Only one of the several syntypes of U. laticiliata cited by Malta (1933, p. 11) appears to be represented in the Brotherus herbarium, from which Malta borrowed the bulk of the specimens used for his revision of Australasian Ulota (see p. 3). This Tasmanian specimen (W.A. Weymouth 2487), conforms with Malta’s description and is also the material upon which he based his peristome drawings (Malta 1933, fig. 5). It is therefore selected as lectotype. Paratypes of U. laticiliata from Mt Manuoha (Gisborne L.D.) and Dawson Falls (Taranaki L.D.) are present in CHR and WELT.

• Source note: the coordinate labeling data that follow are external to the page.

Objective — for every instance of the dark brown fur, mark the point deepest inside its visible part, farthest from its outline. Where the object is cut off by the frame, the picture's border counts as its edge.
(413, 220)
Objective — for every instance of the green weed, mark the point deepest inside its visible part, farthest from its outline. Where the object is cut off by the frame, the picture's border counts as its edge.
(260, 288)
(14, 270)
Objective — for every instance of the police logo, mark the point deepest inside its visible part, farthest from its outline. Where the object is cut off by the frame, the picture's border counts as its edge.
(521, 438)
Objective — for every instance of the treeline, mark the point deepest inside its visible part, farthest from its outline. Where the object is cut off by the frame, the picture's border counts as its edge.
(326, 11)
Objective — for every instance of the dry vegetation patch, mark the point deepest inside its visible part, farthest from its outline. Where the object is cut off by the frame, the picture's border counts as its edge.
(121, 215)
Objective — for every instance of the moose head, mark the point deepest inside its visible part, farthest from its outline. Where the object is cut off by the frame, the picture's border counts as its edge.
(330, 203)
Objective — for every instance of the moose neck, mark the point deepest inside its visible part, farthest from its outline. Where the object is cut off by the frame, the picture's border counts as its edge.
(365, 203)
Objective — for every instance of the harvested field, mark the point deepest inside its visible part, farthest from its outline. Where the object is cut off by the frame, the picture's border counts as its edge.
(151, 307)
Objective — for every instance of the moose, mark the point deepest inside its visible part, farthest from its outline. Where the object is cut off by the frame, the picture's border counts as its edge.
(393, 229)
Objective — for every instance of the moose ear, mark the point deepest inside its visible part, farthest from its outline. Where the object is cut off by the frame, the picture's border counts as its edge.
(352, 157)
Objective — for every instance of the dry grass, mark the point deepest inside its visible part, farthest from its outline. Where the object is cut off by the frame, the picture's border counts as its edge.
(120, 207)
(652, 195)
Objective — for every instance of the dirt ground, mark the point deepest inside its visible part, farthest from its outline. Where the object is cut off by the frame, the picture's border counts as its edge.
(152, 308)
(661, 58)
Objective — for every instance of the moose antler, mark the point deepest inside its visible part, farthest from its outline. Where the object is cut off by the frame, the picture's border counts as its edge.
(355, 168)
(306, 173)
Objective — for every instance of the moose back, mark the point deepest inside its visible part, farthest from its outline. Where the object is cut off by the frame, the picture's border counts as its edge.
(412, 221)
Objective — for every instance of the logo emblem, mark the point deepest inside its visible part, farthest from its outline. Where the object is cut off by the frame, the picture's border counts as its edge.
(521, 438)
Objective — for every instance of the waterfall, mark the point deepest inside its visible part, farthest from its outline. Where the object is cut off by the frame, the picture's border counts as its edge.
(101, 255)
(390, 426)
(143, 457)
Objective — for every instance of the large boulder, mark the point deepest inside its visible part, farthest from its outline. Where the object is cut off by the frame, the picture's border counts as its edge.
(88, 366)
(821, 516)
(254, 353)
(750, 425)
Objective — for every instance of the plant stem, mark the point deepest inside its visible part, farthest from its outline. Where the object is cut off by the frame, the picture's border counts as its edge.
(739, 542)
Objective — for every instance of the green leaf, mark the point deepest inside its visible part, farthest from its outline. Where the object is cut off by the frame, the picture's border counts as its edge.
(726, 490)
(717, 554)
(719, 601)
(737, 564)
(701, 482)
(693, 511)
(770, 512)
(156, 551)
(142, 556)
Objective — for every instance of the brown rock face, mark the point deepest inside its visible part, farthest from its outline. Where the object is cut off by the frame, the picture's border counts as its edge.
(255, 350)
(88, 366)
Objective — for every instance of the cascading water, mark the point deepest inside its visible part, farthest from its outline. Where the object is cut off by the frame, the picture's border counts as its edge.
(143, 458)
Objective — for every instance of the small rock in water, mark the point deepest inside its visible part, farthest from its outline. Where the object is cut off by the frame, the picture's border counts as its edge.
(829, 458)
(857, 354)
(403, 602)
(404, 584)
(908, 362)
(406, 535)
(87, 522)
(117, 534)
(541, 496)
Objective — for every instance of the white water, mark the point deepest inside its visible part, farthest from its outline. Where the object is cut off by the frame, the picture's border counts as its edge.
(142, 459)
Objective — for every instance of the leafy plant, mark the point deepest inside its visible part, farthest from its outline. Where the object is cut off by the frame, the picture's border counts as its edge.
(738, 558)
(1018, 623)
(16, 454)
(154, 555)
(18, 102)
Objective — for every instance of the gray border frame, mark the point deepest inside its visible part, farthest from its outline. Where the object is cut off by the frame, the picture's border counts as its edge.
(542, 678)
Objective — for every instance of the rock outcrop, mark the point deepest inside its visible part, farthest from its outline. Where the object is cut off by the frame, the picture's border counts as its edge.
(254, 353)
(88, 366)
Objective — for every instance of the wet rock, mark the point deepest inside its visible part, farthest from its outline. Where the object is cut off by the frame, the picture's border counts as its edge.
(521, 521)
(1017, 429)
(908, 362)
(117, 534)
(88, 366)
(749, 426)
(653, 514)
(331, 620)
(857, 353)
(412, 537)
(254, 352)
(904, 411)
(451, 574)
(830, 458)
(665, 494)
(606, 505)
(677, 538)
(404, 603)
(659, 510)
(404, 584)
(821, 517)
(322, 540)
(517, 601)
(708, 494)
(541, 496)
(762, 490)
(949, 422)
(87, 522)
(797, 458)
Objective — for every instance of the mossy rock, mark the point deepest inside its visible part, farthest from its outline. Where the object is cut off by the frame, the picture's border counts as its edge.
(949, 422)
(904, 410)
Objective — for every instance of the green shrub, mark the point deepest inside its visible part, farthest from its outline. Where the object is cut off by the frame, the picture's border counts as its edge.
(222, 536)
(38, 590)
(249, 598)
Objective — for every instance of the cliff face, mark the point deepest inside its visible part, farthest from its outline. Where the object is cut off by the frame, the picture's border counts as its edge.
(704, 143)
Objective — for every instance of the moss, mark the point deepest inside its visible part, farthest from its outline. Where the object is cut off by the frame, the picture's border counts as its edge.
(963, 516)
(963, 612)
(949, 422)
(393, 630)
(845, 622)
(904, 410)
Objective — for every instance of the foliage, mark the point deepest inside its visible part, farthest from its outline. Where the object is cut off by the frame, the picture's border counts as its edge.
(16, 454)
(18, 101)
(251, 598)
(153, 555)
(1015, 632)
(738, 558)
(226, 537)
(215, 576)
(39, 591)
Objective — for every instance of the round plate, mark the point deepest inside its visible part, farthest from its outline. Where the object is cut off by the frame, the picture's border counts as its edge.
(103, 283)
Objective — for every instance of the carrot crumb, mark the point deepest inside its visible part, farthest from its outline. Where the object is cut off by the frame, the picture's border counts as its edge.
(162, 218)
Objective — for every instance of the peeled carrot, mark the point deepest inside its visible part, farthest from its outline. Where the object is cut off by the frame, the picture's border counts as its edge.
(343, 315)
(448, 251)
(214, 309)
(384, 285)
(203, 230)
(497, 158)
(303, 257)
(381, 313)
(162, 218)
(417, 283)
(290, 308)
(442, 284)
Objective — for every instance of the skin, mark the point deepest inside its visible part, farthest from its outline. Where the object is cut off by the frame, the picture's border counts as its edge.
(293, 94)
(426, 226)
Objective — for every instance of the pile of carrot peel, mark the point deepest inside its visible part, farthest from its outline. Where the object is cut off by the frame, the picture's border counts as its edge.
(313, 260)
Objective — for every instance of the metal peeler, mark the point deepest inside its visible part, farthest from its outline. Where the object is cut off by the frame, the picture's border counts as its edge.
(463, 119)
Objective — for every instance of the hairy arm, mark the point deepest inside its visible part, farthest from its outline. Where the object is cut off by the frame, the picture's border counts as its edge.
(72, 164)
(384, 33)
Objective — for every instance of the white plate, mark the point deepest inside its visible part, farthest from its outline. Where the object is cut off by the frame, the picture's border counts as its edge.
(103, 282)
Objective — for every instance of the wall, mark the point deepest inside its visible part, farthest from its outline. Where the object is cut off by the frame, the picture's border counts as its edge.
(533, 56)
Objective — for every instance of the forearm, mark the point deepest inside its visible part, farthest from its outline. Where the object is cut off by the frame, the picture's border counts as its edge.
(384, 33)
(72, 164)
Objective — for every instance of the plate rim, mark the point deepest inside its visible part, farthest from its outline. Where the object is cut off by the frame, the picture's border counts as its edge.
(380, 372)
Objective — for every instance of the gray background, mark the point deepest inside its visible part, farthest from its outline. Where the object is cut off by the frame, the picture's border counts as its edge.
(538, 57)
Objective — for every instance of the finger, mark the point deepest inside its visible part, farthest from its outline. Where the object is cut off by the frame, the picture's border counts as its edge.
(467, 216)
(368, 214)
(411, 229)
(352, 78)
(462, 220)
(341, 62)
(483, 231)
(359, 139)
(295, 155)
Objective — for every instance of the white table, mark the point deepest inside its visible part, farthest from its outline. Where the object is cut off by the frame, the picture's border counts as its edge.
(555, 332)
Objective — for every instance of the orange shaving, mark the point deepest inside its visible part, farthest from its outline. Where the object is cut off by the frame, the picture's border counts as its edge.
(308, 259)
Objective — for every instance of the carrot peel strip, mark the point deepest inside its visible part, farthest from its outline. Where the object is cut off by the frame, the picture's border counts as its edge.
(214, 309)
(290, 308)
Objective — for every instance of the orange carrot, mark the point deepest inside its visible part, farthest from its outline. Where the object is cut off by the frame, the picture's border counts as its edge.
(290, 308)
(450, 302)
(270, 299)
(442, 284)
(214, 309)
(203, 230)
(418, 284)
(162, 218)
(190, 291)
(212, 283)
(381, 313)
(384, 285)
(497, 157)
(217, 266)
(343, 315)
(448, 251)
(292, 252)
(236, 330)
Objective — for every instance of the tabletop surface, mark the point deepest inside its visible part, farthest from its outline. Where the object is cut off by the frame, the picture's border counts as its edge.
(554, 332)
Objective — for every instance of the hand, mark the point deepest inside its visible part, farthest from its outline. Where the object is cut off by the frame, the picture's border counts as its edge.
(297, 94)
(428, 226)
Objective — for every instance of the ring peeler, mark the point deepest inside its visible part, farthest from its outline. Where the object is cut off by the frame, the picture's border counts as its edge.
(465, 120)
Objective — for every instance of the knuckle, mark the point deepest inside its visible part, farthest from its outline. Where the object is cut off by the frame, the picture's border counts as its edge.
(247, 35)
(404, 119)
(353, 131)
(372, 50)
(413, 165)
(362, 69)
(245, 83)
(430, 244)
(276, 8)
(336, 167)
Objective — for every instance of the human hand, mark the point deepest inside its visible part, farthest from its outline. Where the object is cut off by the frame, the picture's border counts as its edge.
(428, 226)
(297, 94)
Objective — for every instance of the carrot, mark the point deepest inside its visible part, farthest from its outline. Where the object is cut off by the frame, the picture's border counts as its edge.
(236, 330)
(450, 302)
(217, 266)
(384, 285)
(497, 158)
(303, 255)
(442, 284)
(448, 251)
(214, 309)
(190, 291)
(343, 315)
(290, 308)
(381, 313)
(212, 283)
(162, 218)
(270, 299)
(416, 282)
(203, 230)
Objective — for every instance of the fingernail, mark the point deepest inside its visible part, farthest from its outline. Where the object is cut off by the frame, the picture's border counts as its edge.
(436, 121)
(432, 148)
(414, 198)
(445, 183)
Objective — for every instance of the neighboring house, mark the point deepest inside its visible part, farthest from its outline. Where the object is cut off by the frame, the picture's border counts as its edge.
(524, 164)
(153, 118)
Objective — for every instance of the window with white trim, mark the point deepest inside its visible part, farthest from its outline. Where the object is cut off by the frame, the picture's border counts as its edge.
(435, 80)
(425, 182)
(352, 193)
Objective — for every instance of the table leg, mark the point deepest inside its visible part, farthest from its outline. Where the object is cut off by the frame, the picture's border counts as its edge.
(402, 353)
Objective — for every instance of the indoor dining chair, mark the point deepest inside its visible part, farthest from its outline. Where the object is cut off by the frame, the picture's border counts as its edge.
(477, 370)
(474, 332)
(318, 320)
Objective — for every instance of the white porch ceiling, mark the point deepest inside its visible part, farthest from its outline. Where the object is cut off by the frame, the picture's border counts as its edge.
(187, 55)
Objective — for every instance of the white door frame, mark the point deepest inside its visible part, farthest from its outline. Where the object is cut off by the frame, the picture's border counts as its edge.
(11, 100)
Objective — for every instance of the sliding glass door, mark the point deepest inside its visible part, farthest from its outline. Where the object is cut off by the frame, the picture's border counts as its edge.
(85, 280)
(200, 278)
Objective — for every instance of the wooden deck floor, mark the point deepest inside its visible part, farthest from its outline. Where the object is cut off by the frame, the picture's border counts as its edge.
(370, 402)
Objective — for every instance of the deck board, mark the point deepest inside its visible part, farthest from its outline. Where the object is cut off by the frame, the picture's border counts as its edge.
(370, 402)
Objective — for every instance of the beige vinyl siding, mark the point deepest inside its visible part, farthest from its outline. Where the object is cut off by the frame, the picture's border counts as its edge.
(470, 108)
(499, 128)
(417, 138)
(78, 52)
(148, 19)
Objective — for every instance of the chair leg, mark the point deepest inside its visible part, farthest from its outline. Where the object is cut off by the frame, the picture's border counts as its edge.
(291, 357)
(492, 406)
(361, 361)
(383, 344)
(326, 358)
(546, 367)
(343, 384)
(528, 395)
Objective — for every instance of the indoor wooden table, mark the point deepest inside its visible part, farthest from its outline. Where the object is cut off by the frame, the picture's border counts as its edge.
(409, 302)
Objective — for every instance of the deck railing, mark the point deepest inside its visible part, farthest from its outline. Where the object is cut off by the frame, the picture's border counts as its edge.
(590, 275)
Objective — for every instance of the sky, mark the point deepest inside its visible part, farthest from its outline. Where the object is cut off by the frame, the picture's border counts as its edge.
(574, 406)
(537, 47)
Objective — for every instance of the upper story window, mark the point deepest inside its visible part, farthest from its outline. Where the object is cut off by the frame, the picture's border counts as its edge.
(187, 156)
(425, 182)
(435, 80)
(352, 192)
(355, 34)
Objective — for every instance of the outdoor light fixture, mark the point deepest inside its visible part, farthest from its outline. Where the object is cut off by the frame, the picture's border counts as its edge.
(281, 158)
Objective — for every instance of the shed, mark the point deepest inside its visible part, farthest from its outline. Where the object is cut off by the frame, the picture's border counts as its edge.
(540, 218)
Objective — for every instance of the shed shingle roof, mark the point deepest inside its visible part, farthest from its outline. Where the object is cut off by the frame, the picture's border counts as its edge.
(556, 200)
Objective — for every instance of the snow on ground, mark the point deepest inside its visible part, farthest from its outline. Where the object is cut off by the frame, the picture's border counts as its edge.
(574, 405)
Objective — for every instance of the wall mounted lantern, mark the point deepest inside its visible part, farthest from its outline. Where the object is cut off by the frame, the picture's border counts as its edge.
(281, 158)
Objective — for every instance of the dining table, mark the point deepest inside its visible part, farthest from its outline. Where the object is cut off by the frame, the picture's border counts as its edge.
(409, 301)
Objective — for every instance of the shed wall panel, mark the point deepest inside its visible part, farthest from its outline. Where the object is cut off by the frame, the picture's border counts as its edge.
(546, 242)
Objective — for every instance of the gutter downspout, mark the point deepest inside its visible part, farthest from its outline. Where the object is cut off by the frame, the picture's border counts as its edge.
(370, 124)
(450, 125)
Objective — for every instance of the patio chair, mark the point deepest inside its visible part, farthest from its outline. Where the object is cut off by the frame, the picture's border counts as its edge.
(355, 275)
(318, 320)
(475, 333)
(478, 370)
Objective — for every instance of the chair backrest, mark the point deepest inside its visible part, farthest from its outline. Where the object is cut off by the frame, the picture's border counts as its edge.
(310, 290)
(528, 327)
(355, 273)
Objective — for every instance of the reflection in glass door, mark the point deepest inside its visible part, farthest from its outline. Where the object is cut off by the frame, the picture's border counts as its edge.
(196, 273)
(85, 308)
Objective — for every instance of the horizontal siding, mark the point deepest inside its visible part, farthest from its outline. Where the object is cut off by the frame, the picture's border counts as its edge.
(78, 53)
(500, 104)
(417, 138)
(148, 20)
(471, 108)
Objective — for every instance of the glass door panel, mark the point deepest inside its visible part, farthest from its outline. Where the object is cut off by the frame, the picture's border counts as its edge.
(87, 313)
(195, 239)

The single specimen from an unspecified Marlborough locality (J. McMahon, Jan. 1936, WELT M021487!, CHR 576219!) referred to the South American Ulota rufula (Mitt.) A.Jaeger by Dixon (Sainsbury 1955, p. 225) is considered here to be aberrant U. lutea. It has capsules emergent or short-exserted beyond the perichaetial leaves rather than exserted on a long seta as in more representative material of U. lutea. In terms of both its gametophytic and sporophytic morphology, it is indistinguishable from material of so-called U. breviseta. The McMahon collection thus falls in the range of continuous variability of U. lutea in N.Z.
Sainsbury (1955, p. 224) recorded the southern South American species U. pygmaeothecia (Müll.Hal.) Besch. from Mt Taranaki. Three duplicates of Sainsbury’s collection (G.O.K. Sainsbury 777) have been examined but no well-developed sporophytes are present. The overall habit of the sterile plants is representative of U. lutea. The vegetative leaves of some shoots have fewer rows of basal marginal cells than is usual for U. lutea, but on other shoots the basal marginal cells form 5–6 rows of hyaline and thick-walled cells. Although spores (reportedly 20–24 µm diam.) have not been seen, the weight of available evidence does not support the recognition of U. pygmaeothecia as part of the N.Z. flora.
Type material (which was not examined for this study) of five species described by Robert Brown in Orthotrichum between 1895 and 1903 (in Transactions & Proceedings N.Z. Institute, vols. 27 & 35) were placed by Dixon (1926, p. 180) in the synonymy of Ulota lutea. These species are O. erectum R.Br.bis, O. gracillimum R.Br.bis, O. parvulum R.Br.bis, O. tortulosum R.Br.bis, and O. otiraense R.Br.bis. No purpose would be served by questioning these placements.